Indonesia juga banyak mengekspor Sabun, agen aktif permukaan organik, persiapan cuci, persiapan pelumas, buatan.. ke Sao Tome dan Principe. Nilai ekspor produk ini sebanyak US$ 115 ribu. Jumlah ini lebih rendah dibandingkan periode sebelumnya yang mampu menembus US$ 271 ribu. Ekspor Sabun, agen aktif permukaan organik, persiapan cuci, persiapan pelumas, buatan.. ke Sao Tome dan Principe tercatat berada di urutan 126. Selain negara tersebut, ekspor terbesar Sabun, agen aktif permukaan organik, persiapan cuci, persiapan pelumas, buatan.. dengan tujuan ke Malaysia, Cina, India, Filipina dan Thailand. Indonesia juga tercatat mengekspor produk ini ke 154 negara. .
- Bahan peledak
Ekspor produk lainnya adalah Bahan peledak senilai US$ 24 ribu. Nilai ekspor produk ini naik dibandingkan periode sebelumnya yang tercatat US$ 23 ribu. Selain Sao Tome dan Principe, Indonesia juga mengandalkan ekspor Bahan peledak ke Angola, Nigeria, Ghana, Mozambik dan Jepang. Selain negara utama tersebut, Indonesia tercatat mengekspor produk ini ke 16 negara lainnya.

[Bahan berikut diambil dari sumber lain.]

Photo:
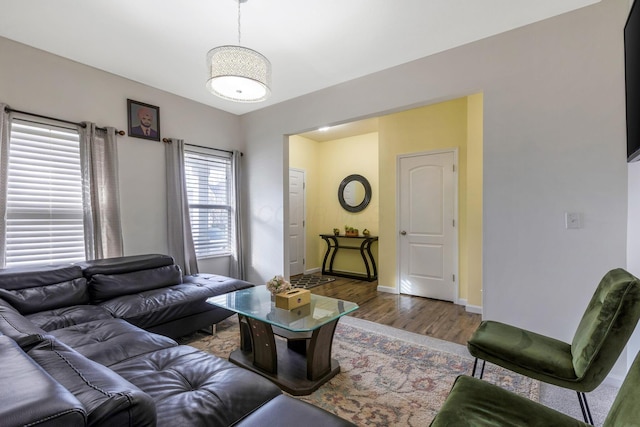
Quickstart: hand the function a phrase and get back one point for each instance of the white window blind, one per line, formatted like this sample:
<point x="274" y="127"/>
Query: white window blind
<point x="208" y="179"/>
<point x="44" y="195"/>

- Minyak esensial dan resinoid
Tujuan ekspor Indonesia untuk memasarkan produk ini mencapai 138 negara. Ekspor Minyak esensial dan resinoid ke negara ini berada di urutan 114. Pada 2021, Indonesia tercatat melakukan ekspor US$ 19 ribu. Negara lain yang masuk lima besar tujuan ekspor adalah Singapura, Thailand, Malaysia, Amerika Serikat dan India.